Formation of oud oil in aquilaria agarwood trees.
There are seventeen species in the genus Aquilaria and eight are known to produce agarwood. In theory agarwood can be produced from all members; however, until recently it was primarily produced from A. malaccensis. A. agallocha and A. secundaria are synonyms for A. malaccensis. A. crassna and A. sinensis are the other two members of the genus that are usually harvested.
Steam distillation process used to extract agarwood essential oils.

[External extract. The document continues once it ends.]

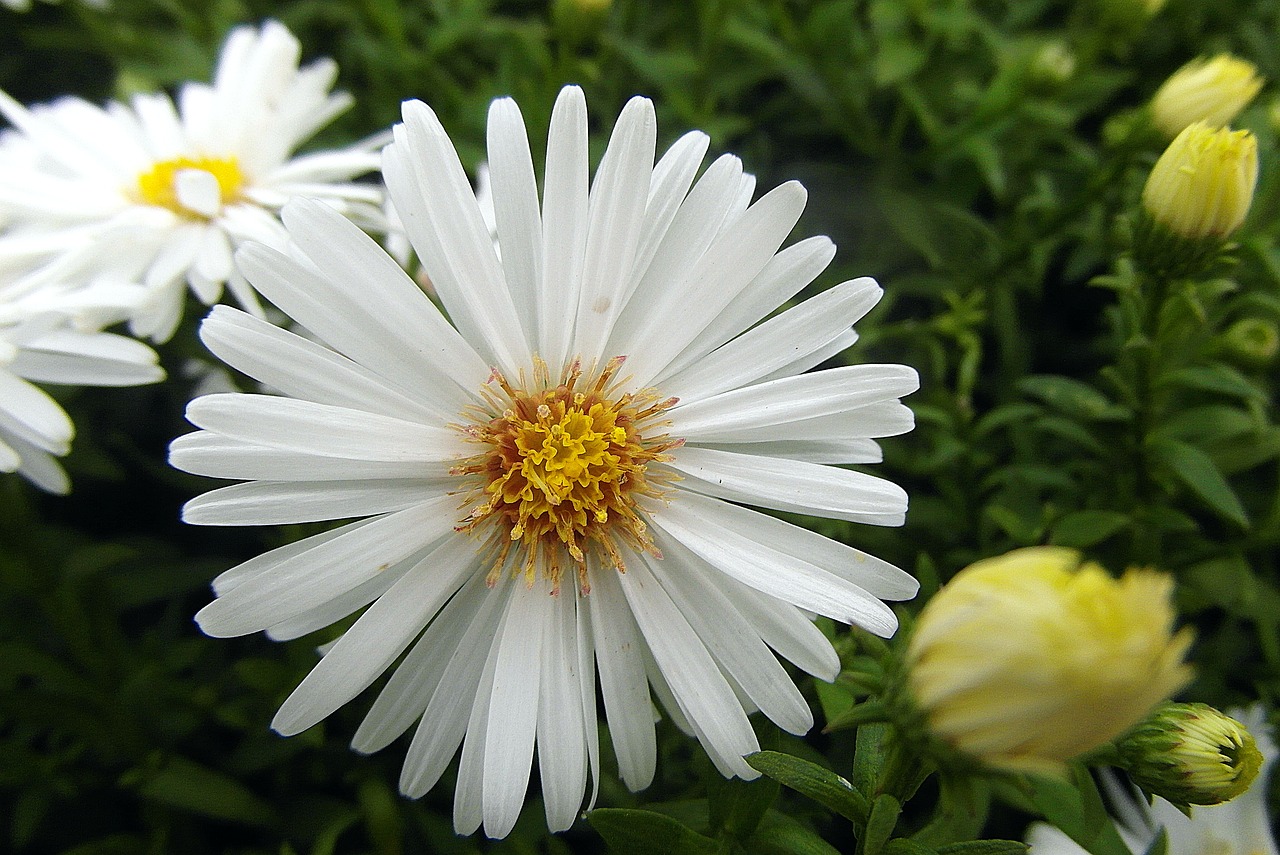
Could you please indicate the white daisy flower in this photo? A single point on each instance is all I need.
(44, 339)
(548, 492)
(1238, 827)
(164, 193)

Formation of agarwood occurs in the trunk and roots of trees that have been infected by a parasitic ascomycetous mould, Phaeoacremonium parasitica, a dematiaceous (dark-walled) fungus. As a response, the tree produces a resin high in volatile organic compounds that aids in suppressing or retarding the fungal growth, a process called tylosis. While the unaffected wood of the tree is relatively light in colour, the resin dramatically increases the mass and density of the affected wood, changing its colour from a pale beige to dark brown or black. In natural forest only about 7% of the trees are infected by the fungus. A common method in artificial forestry is to inoculate all the trees with the fungus. Oud oil can be distilled from agarwood using steam, the total yield of agarwood (Oud) oil for 70 kg of wood will not exceed 20 ml (Harris, 1995).

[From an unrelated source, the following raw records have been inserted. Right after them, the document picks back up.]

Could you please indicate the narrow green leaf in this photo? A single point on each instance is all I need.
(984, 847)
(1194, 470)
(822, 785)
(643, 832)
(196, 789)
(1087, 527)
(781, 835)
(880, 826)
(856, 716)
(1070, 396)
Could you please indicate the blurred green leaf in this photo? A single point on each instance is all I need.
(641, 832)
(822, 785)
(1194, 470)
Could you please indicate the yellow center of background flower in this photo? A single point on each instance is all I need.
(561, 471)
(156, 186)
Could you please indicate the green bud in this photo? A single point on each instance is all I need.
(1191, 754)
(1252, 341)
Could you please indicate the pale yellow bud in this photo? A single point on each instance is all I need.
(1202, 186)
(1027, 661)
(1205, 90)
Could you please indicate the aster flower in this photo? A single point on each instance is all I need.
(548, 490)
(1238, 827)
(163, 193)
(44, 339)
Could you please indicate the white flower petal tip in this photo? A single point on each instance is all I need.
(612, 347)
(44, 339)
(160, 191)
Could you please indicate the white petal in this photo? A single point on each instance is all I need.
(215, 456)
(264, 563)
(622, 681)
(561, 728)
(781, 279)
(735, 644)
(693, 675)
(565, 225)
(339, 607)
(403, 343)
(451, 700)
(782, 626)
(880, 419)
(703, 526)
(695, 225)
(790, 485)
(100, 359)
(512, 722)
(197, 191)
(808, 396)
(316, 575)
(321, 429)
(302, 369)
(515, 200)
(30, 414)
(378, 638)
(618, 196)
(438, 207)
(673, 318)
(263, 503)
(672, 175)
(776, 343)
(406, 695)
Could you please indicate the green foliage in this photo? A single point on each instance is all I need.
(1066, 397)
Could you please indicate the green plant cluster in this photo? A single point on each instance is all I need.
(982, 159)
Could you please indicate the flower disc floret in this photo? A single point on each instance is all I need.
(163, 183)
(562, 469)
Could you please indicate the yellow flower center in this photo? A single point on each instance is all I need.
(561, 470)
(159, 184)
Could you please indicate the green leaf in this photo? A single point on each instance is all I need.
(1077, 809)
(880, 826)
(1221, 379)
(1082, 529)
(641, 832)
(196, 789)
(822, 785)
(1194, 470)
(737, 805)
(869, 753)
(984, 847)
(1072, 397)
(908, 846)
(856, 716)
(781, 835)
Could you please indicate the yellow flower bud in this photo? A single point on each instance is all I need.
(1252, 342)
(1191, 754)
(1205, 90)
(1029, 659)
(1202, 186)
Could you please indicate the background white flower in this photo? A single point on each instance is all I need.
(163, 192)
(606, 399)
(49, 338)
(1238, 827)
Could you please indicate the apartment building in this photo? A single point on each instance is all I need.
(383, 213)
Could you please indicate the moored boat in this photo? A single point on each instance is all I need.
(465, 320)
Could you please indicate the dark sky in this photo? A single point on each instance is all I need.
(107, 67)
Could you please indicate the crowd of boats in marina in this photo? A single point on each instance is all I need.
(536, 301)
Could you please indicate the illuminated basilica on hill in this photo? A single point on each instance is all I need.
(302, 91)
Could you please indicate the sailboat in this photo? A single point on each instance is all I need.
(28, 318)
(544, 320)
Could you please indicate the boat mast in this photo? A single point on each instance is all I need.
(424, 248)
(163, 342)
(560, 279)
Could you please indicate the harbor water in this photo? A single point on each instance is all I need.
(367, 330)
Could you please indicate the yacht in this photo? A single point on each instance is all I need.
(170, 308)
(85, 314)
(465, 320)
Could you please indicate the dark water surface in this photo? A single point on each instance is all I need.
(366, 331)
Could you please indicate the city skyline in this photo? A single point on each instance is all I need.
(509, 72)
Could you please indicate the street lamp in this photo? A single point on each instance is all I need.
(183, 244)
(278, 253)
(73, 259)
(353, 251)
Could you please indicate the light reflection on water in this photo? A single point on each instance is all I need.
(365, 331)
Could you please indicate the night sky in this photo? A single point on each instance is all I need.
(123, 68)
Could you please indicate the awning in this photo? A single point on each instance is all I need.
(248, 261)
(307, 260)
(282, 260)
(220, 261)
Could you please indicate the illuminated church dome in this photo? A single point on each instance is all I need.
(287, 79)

The First International Scientific Symposium on Agarwood was held at the Faculty of Forestry, Universiti Putra Malaysia (UPM), during 2013 under the auspices of Rozi Mohamed. “It revealed to us the very sophisticated lab work being done on gaharu (Agarwood), not just basic research,” said Rozi, who had received her trainings from the Oregon State University in the US in the fields of forest biotechnology and plant pathology.

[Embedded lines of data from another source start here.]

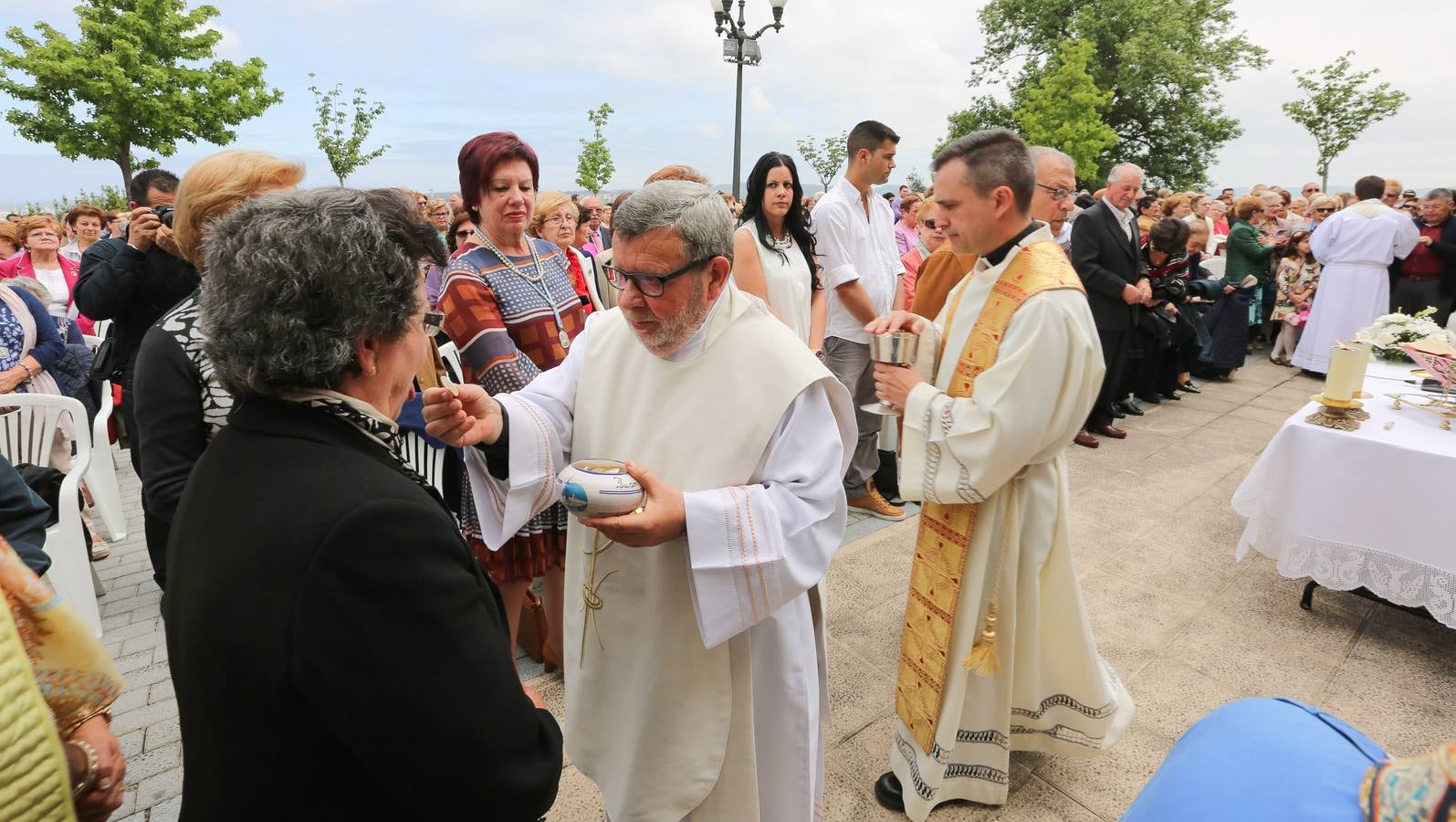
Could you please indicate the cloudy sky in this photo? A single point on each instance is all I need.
(452, 68)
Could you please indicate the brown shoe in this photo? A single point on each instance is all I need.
(875, 504)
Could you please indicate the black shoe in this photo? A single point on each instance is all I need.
(888, 793)
(1128, 408)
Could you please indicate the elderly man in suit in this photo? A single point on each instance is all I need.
(1105, 254)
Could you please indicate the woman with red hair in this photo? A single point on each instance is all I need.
(511, 310)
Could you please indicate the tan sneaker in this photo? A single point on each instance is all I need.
(874, 504)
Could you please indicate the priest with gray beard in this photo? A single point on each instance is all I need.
(695, 667)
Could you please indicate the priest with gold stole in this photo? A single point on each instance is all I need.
(996, 652)
(695, 653)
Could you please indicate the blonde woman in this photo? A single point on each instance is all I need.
(557, 219)
(179, 403)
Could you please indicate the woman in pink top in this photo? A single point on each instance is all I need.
(906, 232)
(41, 259)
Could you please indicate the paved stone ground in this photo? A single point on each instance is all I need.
(1154, 537)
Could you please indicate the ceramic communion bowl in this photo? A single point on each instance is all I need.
(600, 487)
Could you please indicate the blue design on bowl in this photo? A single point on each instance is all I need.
(574, 496)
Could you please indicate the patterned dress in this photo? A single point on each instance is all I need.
(507, 334)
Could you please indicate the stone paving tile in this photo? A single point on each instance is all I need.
(1154, 538)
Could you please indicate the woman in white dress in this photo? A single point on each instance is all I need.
(773, 249)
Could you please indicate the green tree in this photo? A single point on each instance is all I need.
(110, 198)
(594, 166)
(1164, 60)
(1338, 107)
(345, 154)
(826, 154)
(1064, 108)
(140, 76)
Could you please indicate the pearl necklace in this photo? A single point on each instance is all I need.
(535, 280)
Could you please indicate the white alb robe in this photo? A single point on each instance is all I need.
(1003, 449)
(800, 513)
(1356, 247)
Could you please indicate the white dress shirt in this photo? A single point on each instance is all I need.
(852, 247)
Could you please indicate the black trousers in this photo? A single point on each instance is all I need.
(156, 528)
(1114, 354)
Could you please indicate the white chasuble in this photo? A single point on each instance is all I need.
(1002, 450)
(695, 669)
(1356, 247)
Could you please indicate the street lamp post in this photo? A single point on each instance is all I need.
(741, 48)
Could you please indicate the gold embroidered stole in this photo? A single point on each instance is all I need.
(944, 541)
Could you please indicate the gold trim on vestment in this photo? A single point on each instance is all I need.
(944, 541)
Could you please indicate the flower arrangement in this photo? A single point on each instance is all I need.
(1391, 332)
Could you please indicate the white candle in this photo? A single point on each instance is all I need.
(1343, 378)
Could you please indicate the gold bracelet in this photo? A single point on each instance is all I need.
(92, 767)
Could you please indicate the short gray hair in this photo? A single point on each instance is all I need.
(993, 158)
(294, 279)
(1042, 152)
(1123, 169)
(690, 210)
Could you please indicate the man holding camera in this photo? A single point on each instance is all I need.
(132, 281)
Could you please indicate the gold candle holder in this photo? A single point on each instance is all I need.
(1343, 414)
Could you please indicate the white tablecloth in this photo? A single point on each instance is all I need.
(1367, 508)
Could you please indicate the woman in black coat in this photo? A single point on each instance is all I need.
(335, 648)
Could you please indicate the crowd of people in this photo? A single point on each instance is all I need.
(267, 342)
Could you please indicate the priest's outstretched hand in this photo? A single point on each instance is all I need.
(661, 519)
(896, 321)
(893, 384)
(462, 420)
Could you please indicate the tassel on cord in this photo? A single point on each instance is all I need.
(981, 659)
(983, 652)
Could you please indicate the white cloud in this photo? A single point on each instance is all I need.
(759, 100)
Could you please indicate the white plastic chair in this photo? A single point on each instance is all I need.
(26, 435)
(452, 357)
(428, 462)
(102, 476)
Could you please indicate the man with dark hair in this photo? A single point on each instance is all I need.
(1006, 376)
(1427, 277)
(1357, 245)
(132, 281)
(1106, 257)
(855, 235)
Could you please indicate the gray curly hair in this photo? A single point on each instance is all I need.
(692, 210)
(294, 279)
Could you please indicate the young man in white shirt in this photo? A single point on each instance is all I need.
(855, 237)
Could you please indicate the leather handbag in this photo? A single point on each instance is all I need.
(105, 364)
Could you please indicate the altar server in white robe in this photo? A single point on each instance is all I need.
(998, 650)
(1356, 248)
(695, 658)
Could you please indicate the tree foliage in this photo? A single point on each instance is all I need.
(345, 153)
(1338, 107)
(594, 166)
(1164, 61)
(826, 154)
(140, 76)
(1064, 108)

“The scientists found ISSA 2013 to be very useful because of the collaboration being worked by those from China, Japan, Sri Lanka, Bangladesh, India, Vietnam, Australia, Indonesia and Malaysia,” she said. For Malaysia and China in particular, UPM would be sending one of her students to the labs in Beijing for research on gaharu.
Among the established facts on Agarwood revealed at ISSA 2013 were: that the laxative properties of the leaves of the tree used as a traditional herbal tea are confirmed and the Japanese researchers concerned planned to launch their product soon; the resin is produced by the tree in response to attacks by fungi or microbes and that even young trees can be induced to produce the agarwood/gaharu resin through inoculation and infection; the leaves, when induced in the lab, can produce callus which, when burnt, gives a whiff of agarwood. This shows that the leaves and stems can be induced to produce the resin; improved methods revealed by Bangladeshi researchers have led to a hefty increase in extraction of agarwood oil when compared to traditional methods;
higher yields are obtained from infected plants than from healthy ones;
the fragrance of agarwood has yet to be artificially replicated; Aquilaria malaccenis or “karas” trees are typical of the genus as they can be planted as an estate plantation in the interiors for a sustainable economic activity of the minorities. Aboriginal people like the orang asli of Malaysia have been practicing sustainable extraction of gaharu in the wild for generations. The orang asli, the main sources of the highly prized gaharu from the Aquilaria malaccensis in Malaysia, use their parang or machetes to cut certain parts of the tree to extract the gaharu without killing the trees, enabling them to return every two to three years to extract gaharu again.
Rozi also reported that the most expensive gaharu costs around US$10,000 per kilo and is exported to Japan where the aficionados indulged in the practice of “listening” to the gaharu (the art is called Kōdō), meaning they would sit around a smoking gaharu chip in an enclosed room and meditate while relishing the twirling incense.